How does NATO fit into this grand strategy? It is the security apparatus that provides the regional stability and breathing room to secure these liberal gains and to further support this political evolution. The original goal of NATO was to “keep American in, Germany down, and the USSR out.” This would allow for Western Europe to rebuild its market economies uncompromised by security concerns associated with a rising Germany or a meddling Soviet Union. Along with the Marshall Plan, the Atlantic Charter, and the various Bretton Woods institutions, NATO served to make Europe political and economically liberal. Since 1989, that mission has not changed. As noted by their own study, NATO enlargement will contribute to enhanced stability and security for all countries in the Euro-Atlantic area by “encouraging and supporting democratic reforms, including civilian and democratic control over the military;”

The promotion of liberal values abroad combined with an unprecedented amount of power raise concerns inside Russia. Russia considers NATO a threat because it is part of a larger trend of promoting the western liberal ideology abroad. As Michael Mandelbaum states in Mission Failure, after the Cold War “the main focus of American foreign policy shifted from war to governance, from what other governments did beyond their borders to what thy did and how they were organized within them.” This reorientation of American foreign policy lead to a host of American advancements into Russia’s former sphere of influence with three American lead interventions (twice in former Yugoslavia and one in Afghanistan) and involving itself in the color revolutions of the region. American advances in Ukraine are especially alarming to Moscow as the area has been deeply intertwined with Russian history. When it was not part of Russian territory, it served as the buffer against foreign invasion and gave Russia access to its only warm-water port in Crimea.
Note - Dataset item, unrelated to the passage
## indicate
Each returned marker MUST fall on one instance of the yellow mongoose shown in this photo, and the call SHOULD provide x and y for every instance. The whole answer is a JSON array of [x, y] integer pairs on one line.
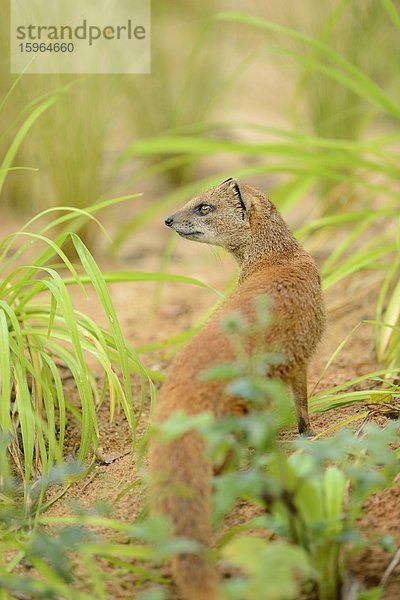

Despite the high level of strategic interest Russia has in its neighbor, the United States has interfered in their domestic politics for most of Ukraine’s 23 years of independence. As Ted Carpenter correctly notes, how tolerant would the United States be if Russia or China were incrementally pressuring America’s immediate neighbors to reconfigure their political economies to resemble their centralized illiberal models?
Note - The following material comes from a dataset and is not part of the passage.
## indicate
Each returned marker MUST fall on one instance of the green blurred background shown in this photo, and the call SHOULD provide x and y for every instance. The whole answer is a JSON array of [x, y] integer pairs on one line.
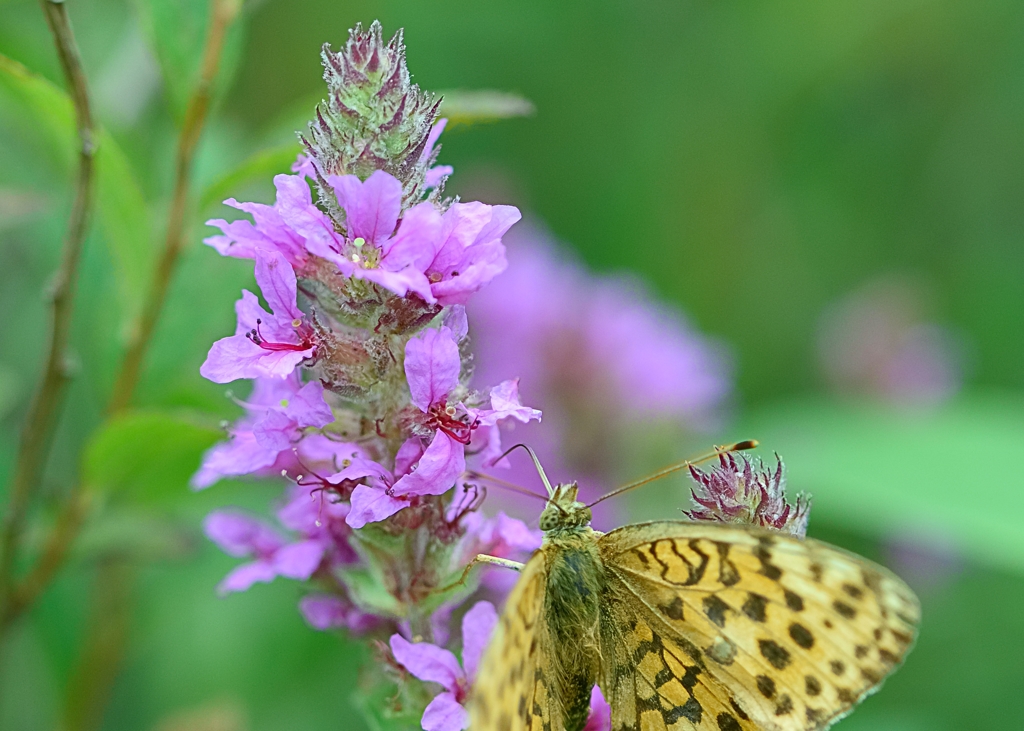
[[755, 162]]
Promoting democracy and a respect for human rights abroad are admirable, but not from the perspective of the Russia’s ruling regime. From Moscow’s perspective, American support for democracy and human rights in their neighborhood is considered to compromise their own regimes influence. The original purpose of NATO was to provide enough security so that the strategically important region would not fall into the orbit of a hostile power. Today, its purpose is to spread liberalism beyond Western Europe and remake the political economies surrounding Russia to be less styled as Russian and more western. When you also include EU expansion, the revanchist Russian foreign policy should not come as a surprise.